Hasta el Gobierno que se va, reacio en comparación al kirchnerismo en cuanto a políticas de memoria y derechos humanos, rindió su homenaje al cuadragésimo aniversario de la visita de la Comisión Interamericana de Derechos Humanos. Hasta Mauricio Macri necesitó tener a su Graciela Fernández Meijide. Un aprendizaje que entró después de padecer a uno de los peores Estados terroristas, desapariciones, torturas. Incluso una guerra.
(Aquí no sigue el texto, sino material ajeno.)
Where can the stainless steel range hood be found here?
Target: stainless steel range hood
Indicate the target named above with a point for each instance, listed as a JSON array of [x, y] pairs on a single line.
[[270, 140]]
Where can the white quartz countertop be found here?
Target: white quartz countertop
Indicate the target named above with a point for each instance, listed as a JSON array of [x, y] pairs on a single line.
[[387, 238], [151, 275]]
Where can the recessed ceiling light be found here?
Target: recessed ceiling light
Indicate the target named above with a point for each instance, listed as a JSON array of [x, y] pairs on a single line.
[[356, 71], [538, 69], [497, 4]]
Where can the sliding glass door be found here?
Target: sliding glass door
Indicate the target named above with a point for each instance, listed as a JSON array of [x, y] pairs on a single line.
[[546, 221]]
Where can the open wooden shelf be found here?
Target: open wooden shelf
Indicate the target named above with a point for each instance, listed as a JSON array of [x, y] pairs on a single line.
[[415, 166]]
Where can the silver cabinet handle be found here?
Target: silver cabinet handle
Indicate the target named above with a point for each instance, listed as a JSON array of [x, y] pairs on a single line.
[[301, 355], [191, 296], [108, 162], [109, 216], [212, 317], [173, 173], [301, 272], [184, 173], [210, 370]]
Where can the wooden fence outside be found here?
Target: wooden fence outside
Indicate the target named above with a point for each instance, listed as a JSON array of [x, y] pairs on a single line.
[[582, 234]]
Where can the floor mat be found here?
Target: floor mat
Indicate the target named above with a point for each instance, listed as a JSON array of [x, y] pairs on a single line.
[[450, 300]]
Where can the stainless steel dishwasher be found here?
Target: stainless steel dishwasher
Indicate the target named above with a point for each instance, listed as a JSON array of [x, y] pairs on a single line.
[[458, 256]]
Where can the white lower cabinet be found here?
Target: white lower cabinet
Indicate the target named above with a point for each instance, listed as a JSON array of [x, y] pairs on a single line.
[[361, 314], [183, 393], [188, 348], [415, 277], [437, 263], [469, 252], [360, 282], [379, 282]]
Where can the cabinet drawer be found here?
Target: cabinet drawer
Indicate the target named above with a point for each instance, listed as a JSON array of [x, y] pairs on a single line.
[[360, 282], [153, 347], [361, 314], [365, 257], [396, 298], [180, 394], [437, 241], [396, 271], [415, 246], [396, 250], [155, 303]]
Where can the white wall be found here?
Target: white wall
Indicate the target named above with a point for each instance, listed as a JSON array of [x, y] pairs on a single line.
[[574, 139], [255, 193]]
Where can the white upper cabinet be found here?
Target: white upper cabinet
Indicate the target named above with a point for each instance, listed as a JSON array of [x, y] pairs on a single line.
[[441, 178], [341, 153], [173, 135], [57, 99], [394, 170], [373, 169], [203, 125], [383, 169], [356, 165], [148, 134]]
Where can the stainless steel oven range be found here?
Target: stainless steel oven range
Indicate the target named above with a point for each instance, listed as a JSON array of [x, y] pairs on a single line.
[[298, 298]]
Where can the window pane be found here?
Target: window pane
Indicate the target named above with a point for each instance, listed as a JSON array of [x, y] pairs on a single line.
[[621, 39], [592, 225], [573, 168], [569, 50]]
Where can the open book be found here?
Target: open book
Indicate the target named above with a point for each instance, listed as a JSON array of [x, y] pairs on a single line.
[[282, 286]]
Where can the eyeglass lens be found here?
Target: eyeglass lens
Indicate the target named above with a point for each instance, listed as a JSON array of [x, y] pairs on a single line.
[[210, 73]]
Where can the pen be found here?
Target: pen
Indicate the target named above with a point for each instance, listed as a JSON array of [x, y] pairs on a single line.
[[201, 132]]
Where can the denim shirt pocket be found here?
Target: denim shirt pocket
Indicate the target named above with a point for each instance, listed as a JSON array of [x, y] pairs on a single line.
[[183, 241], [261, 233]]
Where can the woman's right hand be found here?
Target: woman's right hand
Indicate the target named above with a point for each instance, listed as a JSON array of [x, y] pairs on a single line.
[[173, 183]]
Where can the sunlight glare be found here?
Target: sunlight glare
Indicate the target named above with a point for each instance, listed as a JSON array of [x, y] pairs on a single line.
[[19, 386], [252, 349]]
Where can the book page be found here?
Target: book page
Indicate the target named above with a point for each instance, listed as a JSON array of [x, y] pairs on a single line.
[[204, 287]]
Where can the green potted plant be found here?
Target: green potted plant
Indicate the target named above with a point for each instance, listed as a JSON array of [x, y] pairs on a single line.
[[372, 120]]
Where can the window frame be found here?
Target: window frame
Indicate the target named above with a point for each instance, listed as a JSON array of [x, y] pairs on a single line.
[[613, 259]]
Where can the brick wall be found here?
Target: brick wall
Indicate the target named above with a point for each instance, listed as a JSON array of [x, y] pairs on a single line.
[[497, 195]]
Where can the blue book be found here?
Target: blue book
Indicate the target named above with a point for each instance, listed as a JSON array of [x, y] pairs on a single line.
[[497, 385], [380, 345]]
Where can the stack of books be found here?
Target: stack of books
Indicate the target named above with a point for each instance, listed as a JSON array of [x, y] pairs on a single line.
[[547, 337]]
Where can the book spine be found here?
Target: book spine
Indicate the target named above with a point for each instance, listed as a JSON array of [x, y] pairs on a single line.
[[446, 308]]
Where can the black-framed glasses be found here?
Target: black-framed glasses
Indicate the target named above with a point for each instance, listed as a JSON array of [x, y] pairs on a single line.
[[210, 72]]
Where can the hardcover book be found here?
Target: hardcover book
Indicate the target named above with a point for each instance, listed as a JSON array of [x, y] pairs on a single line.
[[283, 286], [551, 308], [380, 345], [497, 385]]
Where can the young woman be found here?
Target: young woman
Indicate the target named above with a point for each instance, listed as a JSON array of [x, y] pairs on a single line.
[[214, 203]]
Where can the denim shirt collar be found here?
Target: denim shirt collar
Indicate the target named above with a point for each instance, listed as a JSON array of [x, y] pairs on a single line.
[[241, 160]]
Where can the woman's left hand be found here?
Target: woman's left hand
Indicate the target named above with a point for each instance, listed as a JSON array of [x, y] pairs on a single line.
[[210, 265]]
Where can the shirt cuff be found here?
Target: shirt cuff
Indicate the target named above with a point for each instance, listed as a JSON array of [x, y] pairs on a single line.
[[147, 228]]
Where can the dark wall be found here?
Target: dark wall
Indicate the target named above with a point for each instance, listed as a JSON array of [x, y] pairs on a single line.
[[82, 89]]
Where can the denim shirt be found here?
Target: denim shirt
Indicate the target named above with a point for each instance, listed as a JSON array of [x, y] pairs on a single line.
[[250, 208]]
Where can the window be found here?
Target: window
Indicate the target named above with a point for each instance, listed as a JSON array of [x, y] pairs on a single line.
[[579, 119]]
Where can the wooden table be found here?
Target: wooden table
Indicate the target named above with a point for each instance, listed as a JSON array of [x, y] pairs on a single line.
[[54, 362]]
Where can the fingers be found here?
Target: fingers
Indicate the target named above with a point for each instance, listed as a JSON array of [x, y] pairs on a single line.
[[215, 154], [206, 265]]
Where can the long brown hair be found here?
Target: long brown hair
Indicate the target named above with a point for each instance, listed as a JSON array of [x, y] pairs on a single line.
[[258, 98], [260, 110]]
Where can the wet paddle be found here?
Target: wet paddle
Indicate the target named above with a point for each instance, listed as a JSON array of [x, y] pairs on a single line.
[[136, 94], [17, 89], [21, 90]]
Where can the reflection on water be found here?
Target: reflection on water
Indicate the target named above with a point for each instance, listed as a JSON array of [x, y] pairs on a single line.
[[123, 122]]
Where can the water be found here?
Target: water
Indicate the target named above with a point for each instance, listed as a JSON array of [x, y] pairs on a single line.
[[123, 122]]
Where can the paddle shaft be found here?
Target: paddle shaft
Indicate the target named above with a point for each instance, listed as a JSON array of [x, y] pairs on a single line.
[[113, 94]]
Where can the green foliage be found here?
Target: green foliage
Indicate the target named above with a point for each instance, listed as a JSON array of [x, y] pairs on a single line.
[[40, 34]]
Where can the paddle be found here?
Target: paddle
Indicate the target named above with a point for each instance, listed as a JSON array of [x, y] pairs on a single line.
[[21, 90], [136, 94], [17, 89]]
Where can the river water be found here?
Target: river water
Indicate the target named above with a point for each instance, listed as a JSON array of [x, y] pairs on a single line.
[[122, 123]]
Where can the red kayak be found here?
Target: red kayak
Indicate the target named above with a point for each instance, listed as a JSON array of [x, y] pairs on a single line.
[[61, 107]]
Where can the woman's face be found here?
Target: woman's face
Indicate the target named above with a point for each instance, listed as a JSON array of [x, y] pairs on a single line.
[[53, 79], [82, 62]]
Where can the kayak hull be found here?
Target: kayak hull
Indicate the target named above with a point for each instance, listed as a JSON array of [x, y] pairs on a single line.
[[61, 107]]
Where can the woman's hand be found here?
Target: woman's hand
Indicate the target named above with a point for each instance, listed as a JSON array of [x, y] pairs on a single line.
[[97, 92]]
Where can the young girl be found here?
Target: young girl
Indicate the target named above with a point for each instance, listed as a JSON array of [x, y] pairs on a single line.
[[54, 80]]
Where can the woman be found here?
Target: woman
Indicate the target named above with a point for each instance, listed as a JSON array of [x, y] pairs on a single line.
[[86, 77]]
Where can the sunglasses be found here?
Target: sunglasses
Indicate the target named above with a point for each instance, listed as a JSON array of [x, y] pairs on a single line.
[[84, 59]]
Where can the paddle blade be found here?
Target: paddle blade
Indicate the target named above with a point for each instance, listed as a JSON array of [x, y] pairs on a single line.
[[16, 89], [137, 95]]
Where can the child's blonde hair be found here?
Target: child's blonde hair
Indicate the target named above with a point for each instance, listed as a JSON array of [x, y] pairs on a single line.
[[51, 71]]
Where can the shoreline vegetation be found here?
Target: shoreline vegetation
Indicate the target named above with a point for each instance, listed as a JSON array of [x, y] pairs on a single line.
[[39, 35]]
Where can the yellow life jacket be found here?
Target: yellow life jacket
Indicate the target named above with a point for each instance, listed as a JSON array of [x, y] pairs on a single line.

Una cultura, un sentido común respetuoso y defensor de los derechos humanos aun en las diferencias.

 

Que se doble, pero que no se rompa nunca la democracia en Argentina, invirtiendo el sentido de la frase de Leandro Alem, el revolucionario caudillo radical. Si la modernidad se volvió líquida, que no se nos licúe la democracia. Ni en la Argentina ni en los países vecinos convulsionados y ahora en ebullición. Porque la democracia es, como dijera (esa vez con razón) Winston Churchill, el peor de los sistemas de gobierno, con excepción de todos los restantes.